Counter Tools has previously tried to create a database of tobacco retailers in Virginia, via a process called "ground-truthing." This method of data collection took three years to produce the necessary data since Counter Tools had to drive down every road in Virginia and visit every retailer to see if they sold tobacco. The research team with Data+ wanted to create a more efficient way of collecting this data.   

The team’s research consisted of three key steps. The first step was web-scraping, where they compiled a list of tobacco retailers in Durham by an R-code and an automated bot to scan data from Yellow Pages websites, such as retailers’ addresses and phone numbers. 

Since not all of the places on the list necessarily sold tobacco, for step two, the researchers employed “machine learning” where they tried to predict if they could tell whether a retailer sold tobacco purely based upon its name. They found that their algorithm correctly predicted tobacco retailers 85 percent of the time. 

Finally, the team cross-validated their results by paying people a small fee—between ten and 25 cents—to call the various retailers and ask them if they sold tobacco.   

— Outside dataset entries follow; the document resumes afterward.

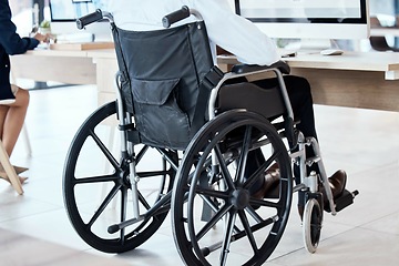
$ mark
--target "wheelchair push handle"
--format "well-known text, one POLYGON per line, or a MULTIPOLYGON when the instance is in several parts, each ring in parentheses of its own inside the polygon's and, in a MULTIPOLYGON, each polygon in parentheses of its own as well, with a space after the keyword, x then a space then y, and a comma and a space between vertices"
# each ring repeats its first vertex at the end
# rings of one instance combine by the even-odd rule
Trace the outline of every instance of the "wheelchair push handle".
POLYGON ((185 18, 188 18, 190 14, 191 14, 190 8, 187 6, 183 6, 182 9, 163 17, 162 24, 164 28, 170 28, 173 23, 181 21, 185 18))
POLYGON ((103 12, 98 9, 95 12, 83 16, 82 18, 76 19, 76 27, 78 29, 82 30, 88 24, 91 24, 93 22, 98 22, 103 19, 103 12))

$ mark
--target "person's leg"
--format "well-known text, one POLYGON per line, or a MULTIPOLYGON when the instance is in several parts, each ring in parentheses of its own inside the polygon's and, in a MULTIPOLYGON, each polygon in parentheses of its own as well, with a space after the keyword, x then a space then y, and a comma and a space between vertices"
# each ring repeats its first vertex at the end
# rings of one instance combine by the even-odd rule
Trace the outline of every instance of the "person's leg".
MULTIPOLYGON (((294 120, 300 121, 300 123, 297 125, 297 129, 304 134, 305 137, 315 137, 317 140, 310 84, 306 79, 295 75, 285 75, 284 81, 294 112, 294 120)), ((257 81, 255 83, 262 88, 269 89, 276 86, 277 82, 277 79, 268 79, 257 81)), ((306 147, 306 156, 314 156, 314 151, 310 146, 306 147)), ((319 173, 317 164, 313 164, 310 167, 307 167, 307 172, 310 173, 310 171, 316 171, 316 173, 319 173)), ((294 176, 296 177, 296 182, 300 182, 299 167, 296 165, 294 165, 294 176)), ((332 194, 338 195, 345 188, 346 173, 344 171, 337 171, 329 178, 329 182, 332 194)), ((301 195, 301 193, 299 193, 299 213, 304 204, 305 197, 301 195)))
MULTIPOLYGON (((29 92, 12 85, 12 90, 16 93, 16 101, 11 104, 0 104, 0 136, 3 143, 4 150, 9 156, 16 146, 18 136, 23 126, 24 117, 29 104, 29 92)), ((17 174, 25 171, 24 167, 14 166, 17 174)), ((9 178, 6 172, 0 165, 0 178, 8 182, 9 178)), ((28 177, 19 177, 23 183, 28 177)))
POLYGON ((18 136, 22 130, 29 104, 29 92, 18 89, 16 102, 2 105, 0 110, 1 140, 9 156, 16 146, 18 136), (2 123, 1 123, 2 122, 2 123))

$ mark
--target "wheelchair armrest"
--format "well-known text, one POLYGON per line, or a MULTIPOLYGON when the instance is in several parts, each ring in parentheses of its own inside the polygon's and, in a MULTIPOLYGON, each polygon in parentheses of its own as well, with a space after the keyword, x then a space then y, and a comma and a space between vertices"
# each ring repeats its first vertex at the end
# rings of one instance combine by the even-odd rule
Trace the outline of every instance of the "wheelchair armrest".
POLYGON ((235 64, 232 68, 232 72, 235 74, 245 74, 254 71, 278 69, 283 74, 289 74, 289 65, 284 61, 277 61, 270 65, 257 65, 257 64, 235 64))

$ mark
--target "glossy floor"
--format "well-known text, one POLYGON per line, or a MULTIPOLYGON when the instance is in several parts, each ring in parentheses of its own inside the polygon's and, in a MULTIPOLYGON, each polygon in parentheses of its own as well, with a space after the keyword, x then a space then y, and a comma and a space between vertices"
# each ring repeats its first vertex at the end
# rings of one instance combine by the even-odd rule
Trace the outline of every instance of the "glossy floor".
MULTIPOLYGON (((0 229, 6 232, 0 235, 0 260, 4 265, 42 265, 45 256, 54 254, 47 248, 51 245, 61 249, 64 246, 69 252, 48 265, 68 265, 63 258, 71 254, 76 257, 73 265, 94 265, 102 256, 136 266, 183 264, 168 219, 145 244, 121 255, 93 250, 70 225, 62 200, 63 163, 74 132, 96 108, 95 93, 94 86, 31 91, 27 129, 32 155, 27 155, 21 139, 11 157, 13 164, 30 168, 24 195, 18 196, 0 181, 0 229), (20 239, 14 244, 17 252, 8 253, 12 233, 23 236, 16 236, 20 239), (27 242, 35 244, 23 245, 27 242), (94 256, 83 258, 82 254, 94 256)), ((319 105, 315 109, 327 172, 345 168, 347 187, 360 194, 337 216, 325 215, 315 254, 305 250, 300 222, 293 211, 280 244, 265 265, 399 265, 399 113, 319 105)))

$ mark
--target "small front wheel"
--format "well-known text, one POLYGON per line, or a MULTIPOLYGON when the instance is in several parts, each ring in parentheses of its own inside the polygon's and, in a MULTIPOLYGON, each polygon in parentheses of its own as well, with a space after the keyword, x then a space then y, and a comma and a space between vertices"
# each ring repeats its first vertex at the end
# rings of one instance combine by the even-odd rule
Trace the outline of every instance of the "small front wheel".
POLYGON ((323 209, 316 198, 310 198, 304 211, 304 244, 309 253, 315 253, 320 241, 323 209))

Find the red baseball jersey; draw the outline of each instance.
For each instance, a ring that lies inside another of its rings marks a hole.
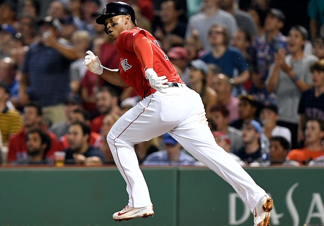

While the team scraped all of North Carolina, they hyper-focused on Durham. They found 15,502 unique retailers in the state and 266 in Durham County. The project is still going on and the researchers said they hoped to expand their Durham map to include greater geographical coverage.   

“Because of the lack of regulation [of tobacco retailers], I think it’s especially important to know the locations [of them] so we can have better regulations,” Chen said.

Correction: This article was updated 12:00 p.m. Tuesday to reflect that the Data+ team found 15,502 retailers in North Carolina, not 15,503.